The Feed-in Tariff is a new scheme designed to incentivise individuals and companies to become local electricity generators. The newsagent round the corner, the out-of-town supermarket and the houses in the close will all be capable of generating electricity for their own use and of selling the excess into the grid. For this they will be paid handsomely. They will get:
  • the FIT for electricity they generate, whether they use it or not;
  • an additional fee for electricity that goes into the grid (or that is deemed to go into the grid); and
  • free electricity.
The downside is the high capital costs of installing the generation equipment. Here the installers step in and do it for free. They fund, design, install and run the technology and earn the subsidies while the house, the supermarket and the shop owner get the electricity the equipment generates for free.
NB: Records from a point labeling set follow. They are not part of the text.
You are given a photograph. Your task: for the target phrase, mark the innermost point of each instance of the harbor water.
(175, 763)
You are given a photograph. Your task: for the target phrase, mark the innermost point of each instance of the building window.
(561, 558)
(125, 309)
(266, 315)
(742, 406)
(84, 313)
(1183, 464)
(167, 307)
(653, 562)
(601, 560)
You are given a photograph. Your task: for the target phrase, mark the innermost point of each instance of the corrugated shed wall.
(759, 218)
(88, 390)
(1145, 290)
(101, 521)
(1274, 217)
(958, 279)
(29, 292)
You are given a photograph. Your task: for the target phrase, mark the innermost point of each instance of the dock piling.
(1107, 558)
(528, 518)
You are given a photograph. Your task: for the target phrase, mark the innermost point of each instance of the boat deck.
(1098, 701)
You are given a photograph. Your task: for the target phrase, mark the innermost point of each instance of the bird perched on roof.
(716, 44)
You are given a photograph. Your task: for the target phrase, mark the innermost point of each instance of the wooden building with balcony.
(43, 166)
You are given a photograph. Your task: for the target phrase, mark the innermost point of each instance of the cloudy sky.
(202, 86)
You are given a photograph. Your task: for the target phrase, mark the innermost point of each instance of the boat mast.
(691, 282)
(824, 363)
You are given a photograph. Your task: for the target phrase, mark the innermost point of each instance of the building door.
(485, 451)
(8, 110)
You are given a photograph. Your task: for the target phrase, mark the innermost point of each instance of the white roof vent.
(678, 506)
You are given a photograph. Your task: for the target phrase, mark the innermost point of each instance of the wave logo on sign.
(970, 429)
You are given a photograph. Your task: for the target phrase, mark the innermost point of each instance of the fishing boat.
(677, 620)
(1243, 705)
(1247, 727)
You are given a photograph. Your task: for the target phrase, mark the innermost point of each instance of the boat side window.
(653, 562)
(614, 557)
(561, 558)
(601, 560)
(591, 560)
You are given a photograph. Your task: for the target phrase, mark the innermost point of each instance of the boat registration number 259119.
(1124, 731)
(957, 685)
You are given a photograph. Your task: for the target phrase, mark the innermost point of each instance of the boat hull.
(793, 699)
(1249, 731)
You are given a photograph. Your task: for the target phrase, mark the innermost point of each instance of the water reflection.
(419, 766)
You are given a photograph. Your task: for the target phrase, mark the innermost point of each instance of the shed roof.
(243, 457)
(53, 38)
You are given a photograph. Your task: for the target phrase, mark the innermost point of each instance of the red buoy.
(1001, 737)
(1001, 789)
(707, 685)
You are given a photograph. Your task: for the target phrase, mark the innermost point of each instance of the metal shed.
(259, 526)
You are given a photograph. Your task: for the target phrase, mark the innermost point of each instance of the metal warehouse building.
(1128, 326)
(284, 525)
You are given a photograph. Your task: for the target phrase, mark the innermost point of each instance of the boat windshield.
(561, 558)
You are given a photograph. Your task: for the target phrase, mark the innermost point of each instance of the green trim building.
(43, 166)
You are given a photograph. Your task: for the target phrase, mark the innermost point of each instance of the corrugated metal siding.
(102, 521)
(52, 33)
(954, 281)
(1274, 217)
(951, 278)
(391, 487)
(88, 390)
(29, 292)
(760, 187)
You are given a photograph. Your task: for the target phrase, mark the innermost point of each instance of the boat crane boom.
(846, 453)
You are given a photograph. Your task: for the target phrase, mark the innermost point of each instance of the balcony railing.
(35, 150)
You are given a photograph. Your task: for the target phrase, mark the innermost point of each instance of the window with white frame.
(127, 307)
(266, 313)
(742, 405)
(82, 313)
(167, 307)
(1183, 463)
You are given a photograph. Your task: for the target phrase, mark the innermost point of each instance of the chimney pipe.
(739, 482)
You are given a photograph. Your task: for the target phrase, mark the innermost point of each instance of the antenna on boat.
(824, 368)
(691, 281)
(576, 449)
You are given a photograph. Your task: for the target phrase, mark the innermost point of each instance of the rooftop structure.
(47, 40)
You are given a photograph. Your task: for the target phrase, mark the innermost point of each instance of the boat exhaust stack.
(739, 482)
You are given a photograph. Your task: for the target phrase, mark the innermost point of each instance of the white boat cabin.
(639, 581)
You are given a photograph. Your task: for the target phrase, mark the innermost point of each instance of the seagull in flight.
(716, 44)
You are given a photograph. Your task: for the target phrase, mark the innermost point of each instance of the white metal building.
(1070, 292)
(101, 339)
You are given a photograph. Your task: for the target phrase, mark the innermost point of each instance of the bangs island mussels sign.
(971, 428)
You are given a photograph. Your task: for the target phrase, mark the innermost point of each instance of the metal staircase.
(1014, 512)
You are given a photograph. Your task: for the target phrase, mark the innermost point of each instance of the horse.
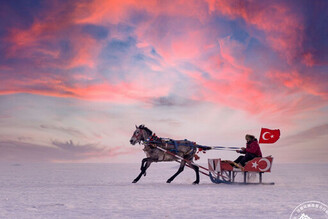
(182, 148)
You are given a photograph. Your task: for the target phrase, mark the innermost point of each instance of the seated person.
(251, 151)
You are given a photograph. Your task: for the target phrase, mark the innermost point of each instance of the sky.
(77, 76)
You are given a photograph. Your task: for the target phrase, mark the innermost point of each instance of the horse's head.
(140, 134)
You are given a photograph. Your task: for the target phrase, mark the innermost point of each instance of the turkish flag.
(269, 136)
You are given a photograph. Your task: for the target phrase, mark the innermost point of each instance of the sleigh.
(221, 171)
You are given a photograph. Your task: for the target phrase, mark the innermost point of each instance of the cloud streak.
(18, 151)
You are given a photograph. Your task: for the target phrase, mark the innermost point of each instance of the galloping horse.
(182, 148)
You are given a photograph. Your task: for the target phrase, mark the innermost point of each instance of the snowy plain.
(106, 191)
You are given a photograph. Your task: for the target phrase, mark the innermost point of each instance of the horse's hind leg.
(145, 163)
(196, 168)
(182, 165)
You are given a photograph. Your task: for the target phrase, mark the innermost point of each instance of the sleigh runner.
(221, 171)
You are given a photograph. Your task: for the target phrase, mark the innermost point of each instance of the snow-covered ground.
(106, 191)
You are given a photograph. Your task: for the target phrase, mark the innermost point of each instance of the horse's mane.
(146, 129)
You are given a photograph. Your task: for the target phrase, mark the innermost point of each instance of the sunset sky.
(77, 76)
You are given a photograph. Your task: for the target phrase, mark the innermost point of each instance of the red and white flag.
(269, 136)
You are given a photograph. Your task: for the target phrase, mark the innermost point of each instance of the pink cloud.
(283, 27)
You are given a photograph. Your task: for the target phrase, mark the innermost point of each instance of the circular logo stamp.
(310, 210)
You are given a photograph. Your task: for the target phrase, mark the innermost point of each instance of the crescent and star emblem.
(263, 136)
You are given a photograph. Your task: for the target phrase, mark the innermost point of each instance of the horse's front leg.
(145, 163)
(196, 168)
(181, 168)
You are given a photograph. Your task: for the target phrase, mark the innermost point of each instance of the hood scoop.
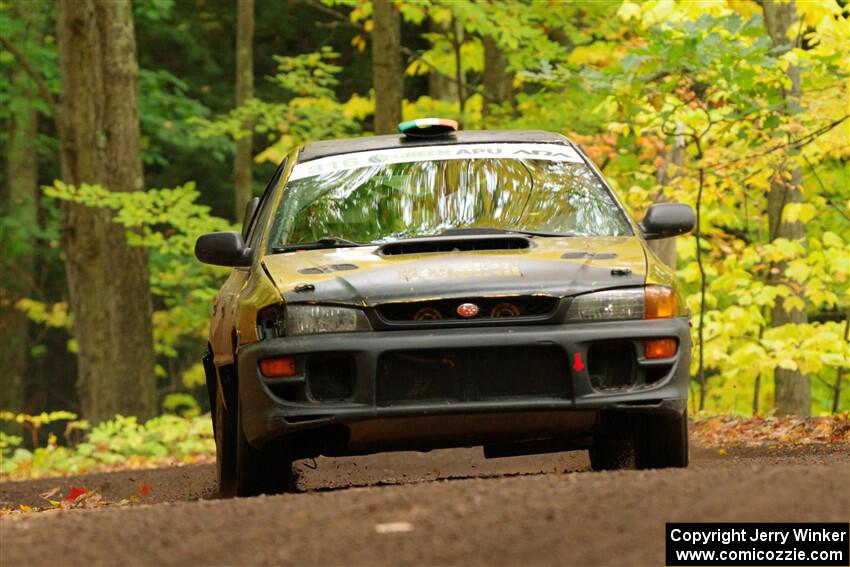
(454, 244)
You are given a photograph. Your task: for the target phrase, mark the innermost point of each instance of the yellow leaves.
(629, 11)
(607, 107)
(417, 67)
(358, 42)
(51, 315)
(358, 107)
(798, 270)
(829, 238)
(276, 152)
(599, 53)
(802, 212)
(793, 303)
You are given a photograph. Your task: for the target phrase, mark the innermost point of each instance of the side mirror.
(250, 209)
(223, 249)
(667, 219)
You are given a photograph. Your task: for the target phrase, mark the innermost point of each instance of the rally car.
(443, 288)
Government is keen on this arrangement, even though benefits don’t all go to mini-generators.
  • They positively want to create the conditions for a ‘smart’ domestic-level grid (doubtless over time we and they will come to know precisely what that means).
  • They believe that by this means energy security risk can be spread, partly as a result of energy diversification and partly as a result of the nature of that diversification.
  • They foresee/hope that it will give rise to an increase in renewable energy output and help us reach our 2020 and 2050 targets.
  • Land energy suppliers with a 50,000+ client base (the Big Six) foot the bill for the entire scheme; government pays nothing.
But with the Comprehensive Spending Review all expenditure, including FITs, is up for review.
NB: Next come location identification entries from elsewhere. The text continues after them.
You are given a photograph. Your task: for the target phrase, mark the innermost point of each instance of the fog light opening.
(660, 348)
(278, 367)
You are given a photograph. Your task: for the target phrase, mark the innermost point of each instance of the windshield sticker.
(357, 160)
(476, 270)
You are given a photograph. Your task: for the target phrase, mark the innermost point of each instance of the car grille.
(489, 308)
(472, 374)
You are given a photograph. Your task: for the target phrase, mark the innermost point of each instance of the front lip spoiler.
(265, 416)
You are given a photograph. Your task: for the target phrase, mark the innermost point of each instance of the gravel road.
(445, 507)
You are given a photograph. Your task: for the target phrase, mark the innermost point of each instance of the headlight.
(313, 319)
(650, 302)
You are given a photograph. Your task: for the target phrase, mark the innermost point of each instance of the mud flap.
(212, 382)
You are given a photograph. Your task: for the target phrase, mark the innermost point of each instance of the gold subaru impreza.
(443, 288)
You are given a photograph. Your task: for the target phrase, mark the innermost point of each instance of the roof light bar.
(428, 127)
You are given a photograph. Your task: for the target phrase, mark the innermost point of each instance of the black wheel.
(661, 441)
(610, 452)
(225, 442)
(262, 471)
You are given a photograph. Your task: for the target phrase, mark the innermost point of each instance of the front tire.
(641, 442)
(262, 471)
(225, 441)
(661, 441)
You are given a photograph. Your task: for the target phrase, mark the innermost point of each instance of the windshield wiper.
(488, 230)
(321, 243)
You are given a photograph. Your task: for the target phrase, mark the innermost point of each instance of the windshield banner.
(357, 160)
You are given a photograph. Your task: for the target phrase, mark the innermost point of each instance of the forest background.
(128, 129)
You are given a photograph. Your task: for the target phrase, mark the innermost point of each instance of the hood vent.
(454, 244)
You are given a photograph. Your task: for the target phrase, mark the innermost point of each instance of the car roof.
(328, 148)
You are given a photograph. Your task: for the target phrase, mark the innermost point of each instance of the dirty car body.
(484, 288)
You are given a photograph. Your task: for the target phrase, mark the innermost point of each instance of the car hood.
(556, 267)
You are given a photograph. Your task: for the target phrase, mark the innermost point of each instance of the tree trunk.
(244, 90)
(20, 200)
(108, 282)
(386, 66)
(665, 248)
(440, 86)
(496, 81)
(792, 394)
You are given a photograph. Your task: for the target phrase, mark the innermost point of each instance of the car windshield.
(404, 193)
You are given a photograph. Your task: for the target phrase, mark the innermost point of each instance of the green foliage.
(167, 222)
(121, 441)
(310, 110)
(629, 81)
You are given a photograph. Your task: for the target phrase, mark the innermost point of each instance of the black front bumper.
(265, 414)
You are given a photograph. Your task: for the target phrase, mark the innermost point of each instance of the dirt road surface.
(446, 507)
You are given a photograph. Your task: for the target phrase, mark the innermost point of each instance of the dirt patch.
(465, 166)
Why should government review a subsidy it isn’t paying for? The official position is that any government measure that increases consumer expenditure is open for review.

But there is more to it than that. The government has been committing itself to the heat incentive over the last weeks. It is still unclear how it’s to be funded—particularly as we expect it won’t be by government.
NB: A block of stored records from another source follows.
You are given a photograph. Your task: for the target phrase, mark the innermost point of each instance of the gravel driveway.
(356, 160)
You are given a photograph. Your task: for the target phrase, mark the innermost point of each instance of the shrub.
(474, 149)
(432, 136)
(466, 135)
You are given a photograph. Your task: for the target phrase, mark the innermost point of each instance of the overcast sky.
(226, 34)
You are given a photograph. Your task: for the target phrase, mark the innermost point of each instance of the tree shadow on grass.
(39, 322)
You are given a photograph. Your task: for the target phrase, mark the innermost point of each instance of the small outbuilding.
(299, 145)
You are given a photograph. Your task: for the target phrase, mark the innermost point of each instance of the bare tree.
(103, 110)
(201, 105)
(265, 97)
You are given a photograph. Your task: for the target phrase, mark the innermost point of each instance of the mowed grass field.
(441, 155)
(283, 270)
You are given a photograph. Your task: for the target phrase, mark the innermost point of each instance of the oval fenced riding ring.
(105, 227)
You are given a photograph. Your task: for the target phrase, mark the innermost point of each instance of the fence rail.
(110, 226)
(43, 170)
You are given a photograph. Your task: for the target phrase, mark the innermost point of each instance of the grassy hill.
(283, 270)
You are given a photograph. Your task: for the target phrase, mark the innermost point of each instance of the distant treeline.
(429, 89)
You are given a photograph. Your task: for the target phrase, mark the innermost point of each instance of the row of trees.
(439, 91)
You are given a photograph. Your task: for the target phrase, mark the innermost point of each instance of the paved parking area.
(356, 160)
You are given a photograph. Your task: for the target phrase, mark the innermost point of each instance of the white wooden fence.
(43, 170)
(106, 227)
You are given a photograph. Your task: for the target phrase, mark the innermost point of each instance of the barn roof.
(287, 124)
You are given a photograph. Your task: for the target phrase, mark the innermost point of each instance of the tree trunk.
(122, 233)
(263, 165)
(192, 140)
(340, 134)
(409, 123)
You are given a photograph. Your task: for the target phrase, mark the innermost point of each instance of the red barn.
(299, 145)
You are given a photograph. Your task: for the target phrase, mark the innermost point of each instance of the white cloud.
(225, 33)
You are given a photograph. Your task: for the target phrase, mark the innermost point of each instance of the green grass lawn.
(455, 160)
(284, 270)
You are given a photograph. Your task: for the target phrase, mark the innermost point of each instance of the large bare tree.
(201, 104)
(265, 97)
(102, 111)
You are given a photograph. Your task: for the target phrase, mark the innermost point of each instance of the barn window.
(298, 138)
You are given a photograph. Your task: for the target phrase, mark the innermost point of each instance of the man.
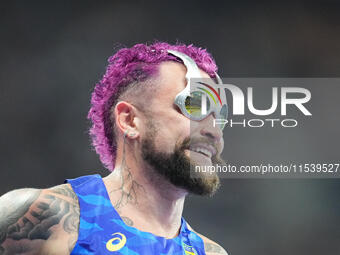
(146, 131)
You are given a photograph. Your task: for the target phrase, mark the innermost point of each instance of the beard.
(177, 168)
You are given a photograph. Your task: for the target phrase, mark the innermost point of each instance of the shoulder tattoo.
(213, 248)
(28, 217)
Add to that the need to fund measures in the impending Energy Bill and White Paper. The costs of these policies will be significant. If government won’t be paying, there seems little option but to slim down the financial obligations of the Big Six under the FITs to free them up for a wider financial remit.

Slimming the FITs won’t, surely, mean ending it. We know it will remain in some form: the government said so in spades at the party conference, although refusing to be drawn on detail.

If we take it for granted that FITs is up for review and that there will, perhaps, be some drawing back, is there any way to determine the likely form of the revamped FITs?

There can be no certainty, but government could achieve most of the objectives listed above by cutting out high cost projects. So, for example, the PV tariff could end at standalone schemes. That for hydro could end at the 2MW level, with wind ending at 1.5MW.

Other ways of dealing with the FITs are contentious—and could set back investment confidence for the foreseeable future. However the government deals with this, it must ensure the investment community stays on side.

The grapevine says we won’t know the shape of the FITs by 20 October but that we will then know – in the announcement of the Comprehensive Spending Review – when and how decisions will be taken. So either there’s room for negotiation with government or what it aims to do is complex. On its last showing with a complex scheme, the renewable heat incentive, that probably means there’s room for negotiation.